The ILO says an estimated 20,000 to 50,000 women are believed to have been raped in Bosnia, with the attacks sometimes used to terrorize communities and assault ethnic identity.

In Afghanistan, an ILO study 2 notes that "it is clear that the abuse of women's human rights is part of a much larger landscape that has been shaped by 23 years of conflict." The report notes that, as a result of "widowhood and displacement, more households are now headed by women, while the absence of men who were away fighting for long periods led to women taking on new areas of responsibility. In addition, exposure to refugee camp health-care facilities and to education and vocational skills training (for some) has changed attitudes and aspirations."
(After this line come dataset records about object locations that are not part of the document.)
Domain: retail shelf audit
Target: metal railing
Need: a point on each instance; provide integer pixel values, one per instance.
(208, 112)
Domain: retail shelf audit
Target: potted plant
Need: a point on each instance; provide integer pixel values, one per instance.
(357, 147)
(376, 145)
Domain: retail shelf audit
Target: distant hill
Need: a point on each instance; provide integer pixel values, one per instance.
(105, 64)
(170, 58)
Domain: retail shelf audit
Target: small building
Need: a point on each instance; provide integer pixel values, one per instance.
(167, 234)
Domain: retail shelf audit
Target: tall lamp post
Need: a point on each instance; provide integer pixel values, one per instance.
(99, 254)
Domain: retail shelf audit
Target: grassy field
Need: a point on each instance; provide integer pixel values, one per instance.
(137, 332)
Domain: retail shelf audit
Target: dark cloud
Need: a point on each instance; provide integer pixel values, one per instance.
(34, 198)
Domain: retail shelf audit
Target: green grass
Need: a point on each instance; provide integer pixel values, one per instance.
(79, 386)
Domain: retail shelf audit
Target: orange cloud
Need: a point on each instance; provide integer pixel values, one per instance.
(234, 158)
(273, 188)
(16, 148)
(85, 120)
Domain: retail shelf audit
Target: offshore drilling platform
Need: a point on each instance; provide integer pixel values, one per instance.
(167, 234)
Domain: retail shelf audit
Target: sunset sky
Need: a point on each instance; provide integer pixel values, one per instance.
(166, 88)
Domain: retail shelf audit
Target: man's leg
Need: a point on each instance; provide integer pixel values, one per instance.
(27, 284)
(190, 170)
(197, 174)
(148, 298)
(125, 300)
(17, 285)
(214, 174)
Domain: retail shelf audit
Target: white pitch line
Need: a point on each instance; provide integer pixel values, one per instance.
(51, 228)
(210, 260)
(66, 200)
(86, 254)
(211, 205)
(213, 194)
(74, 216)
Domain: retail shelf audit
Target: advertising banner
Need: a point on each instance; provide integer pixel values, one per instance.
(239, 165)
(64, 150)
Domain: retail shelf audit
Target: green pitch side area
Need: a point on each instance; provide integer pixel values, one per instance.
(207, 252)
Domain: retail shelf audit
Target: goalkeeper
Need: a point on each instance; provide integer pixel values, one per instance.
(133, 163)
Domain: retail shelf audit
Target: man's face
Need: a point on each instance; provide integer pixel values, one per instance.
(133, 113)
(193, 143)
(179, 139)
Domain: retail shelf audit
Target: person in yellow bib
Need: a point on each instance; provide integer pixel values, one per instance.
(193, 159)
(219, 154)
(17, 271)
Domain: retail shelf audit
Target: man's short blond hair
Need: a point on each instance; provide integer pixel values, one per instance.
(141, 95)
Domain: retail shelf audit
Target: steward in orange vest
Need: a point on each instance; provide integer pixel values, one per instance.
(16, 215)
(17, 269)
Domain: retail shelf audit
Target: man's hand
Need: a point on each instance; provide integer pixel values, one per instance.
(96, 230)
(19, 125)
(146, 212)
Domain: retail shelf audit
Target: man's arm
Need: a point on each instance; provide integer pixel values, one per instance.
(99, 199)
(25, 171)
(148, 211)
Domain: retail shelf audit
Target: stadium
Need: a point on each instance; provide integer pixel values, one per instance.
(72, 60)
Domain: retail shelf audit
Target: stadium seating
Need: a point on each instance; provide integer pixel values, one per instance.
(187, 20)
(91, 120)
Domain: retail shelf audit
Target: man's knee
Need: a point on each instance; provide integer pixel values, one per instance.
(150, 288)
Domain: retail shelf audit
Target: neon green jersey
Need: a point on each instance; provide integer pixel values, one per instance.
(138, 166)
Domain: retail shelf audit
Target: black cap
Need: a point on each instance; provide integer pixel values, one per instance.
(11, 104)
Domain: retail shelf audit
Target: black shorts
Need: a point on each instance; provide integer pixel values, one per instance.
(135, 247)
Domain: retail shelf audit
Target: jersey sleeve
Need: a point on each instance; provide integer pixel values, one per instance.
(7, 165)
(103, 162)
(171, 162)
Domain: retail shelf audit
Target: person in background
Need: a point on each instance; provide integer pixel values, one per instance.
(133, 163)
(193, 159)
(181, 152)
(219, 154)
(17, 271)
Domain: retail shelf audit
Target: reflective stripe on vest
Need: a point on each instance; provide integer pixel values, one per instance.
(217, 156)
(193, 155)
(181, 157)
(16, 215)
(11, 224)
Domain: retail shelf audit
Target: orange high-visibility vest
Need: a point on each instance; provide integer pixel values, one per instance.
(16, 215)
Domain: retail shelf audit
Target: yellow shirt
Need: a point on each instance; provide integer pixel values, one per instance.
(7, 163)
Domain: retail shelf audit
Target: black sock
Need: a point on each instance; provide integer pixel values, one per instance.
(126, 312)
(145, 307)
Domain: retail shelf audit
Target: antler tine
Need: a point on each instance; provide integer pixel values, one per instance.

1 "Gender and Armed Conflicts", by Eugenia Date-Bah, Martha Walsh and others, Working Paper No. 2. InFocus Programme on Crisis Response and Reconstruction, Recovery and Reconstruction Department, International Labour Office, Geneva, March 2001, ISBN 92-2-11246-X.
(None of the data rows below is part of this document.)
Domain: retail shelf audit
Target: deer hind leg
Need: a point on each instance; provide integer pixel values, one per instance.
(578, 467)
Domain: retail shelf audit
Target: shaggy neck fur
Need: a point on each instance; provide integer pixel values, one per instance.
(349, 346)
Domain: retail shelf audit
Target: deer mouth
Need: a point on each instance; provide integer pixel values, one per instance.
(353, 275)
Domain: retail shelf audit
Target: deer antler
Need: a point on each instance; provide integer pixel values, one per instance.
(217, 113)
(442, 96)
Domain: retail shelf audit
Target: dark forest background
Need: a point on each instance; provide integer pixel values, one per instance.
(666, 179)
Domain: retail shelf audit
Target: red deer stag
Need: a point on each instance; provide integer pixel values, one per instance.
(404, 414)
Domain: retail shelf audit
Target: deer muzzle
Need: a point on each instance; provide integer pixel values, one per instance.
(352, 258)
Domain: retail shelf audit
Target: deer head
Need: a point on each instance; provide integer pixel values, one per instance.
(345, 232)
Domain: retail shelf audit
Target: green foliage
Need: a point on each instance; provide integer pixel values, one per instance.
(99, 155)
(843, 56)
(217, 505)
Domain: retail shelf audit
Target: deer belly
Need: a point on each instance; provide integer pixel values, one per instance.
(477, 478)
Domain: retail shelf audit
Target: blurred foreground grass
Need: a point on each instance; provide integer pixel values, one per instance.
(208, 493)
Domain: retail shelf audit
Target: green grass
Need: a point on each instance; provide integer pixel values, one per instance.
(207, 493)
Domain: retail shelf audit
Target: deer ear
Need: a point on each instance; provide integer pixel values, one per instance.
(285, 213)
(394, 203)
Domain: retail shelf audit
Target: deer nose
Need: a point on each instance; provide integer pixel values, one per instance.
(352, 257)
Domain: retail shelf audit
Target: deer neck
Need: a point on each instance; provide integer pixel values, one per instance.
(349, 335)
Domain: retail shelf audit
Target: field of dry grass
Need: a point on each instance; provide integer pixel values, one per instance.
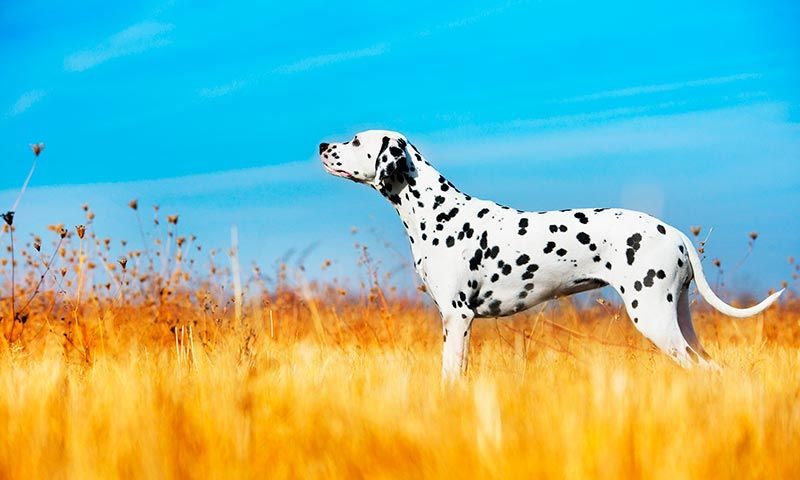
(169, 362)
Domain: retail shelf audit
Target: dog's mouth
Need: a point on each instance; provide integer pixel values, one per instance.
(337, 172)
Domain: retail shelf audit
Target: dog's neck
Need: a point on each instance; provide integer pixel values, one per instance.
(422, 197)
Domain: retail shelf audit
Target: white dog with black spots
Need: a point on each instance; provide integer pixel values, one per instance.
(480, 259)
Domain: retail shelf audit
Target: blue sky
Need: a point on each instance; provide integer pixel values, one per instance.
(214, 109)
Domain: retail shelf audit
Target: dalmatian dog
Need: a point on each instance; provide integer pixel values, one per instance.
(480, 259)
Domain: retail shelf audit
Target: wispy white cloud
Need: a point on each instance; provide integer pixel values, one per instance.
(135, 39)
(465, 21)
(26, 101)
(310, 63)
(222, 90)
(659, 88)
(716, 131)
(302, 65)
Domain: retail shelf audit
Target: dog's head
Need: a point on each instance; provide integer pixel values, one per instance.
(370, 157)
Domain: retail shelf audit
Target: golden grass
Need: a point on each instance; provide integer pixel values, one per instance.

2 "Capitalizing on Capacities of Afghan Women: Women's Role in Afghanistan's Reconstruction and Development", by Sultan Barakat and Gareth Wardell, Working Paper No. 4. InFocus Programme on Crisis Response and Reconstruction, Recovery and Reconstruction Department, International Labour Office, Geneva, December 2001, ISBN 92-2-112921-7.

Biographical notes on the three speakers attending the ILO/UNHCR
special function on International Womens' Day, 8 March 2002

Zlata Filipovic, 21, began writing a diary in September 1991, shortly before her eleventh birthday. In it, she movingly chronicled life in Sarajevo as the city came under attack.

A prisoner in her own home with no water, gas or electricity, she poured her hopes and fears into her diary. She wrote about the friends and relatives she lost, and the struggle that her family endured simply in order to stay alive.

Extracts of her diary were originally published in Croat in pamphlet form by the International Peace Centre. Zlata's Diary subsequently went on to become a best seller worldwide, published in 35 languages.

Since leaving Sarajevo in 1993, Ms. Filipovic has been on a quest to help the victims of war. She has spoken widely about the urgency of a stable peace in the former Yugoslavia, and the suffering that the war inflicted on the children of Sarajevo. She has studied in Paris and Dublin, and received a degree from Oxford University, England.

Latifa Rohina Sadat, was born in Kabul in 1980 into an educated middle class Afghan family, at once liberal and religious. As a teenager she was interested in fashion and cinema and going out with her friends, and she longed to become a journalist.

Then, in September 1996, the Taliban seized power in Kabul. She became a prisoner in her own home. Her school was closed. Her mother was banned from working. The simplest and most basic freedoms - walking down the street, looking out of a window - were no longer hers.

Latifa wrote her book as a record of how her life had changed under the new regime. When published, it was recognized around the world as an extraordinary story of how a young woman and her family suffered and survived under the Taliban. It remains a vivid and touching account of the challenges faced by many women at this time.

Latifa, accompanied by her mother and father, fled to France in May 2001. She hopes to return to Afghanistan.

Chékéba Hachemi, 27, has been involved since 1996 in humanitarian work in Afghanistan and is the founder and President of Afghanistan Libre, a humanitarian organization dedicated to improving access to education for women in Afghanistan. Projects include the construction and restoration of schools as well as the creation of literacy workshops for adult women. Since leaving Afghanistan at the age of 10, she has been living in France.

Ms. Hachemi who was a close friend of the late Commandant Massoud has also been nominated by the interim Afghanistan government to be the first women diplomat to represent the country. She has been posted to the new Afghanistan Embassy in Brussels where she is in charge of humanitarian projects focusing particularly on women and education.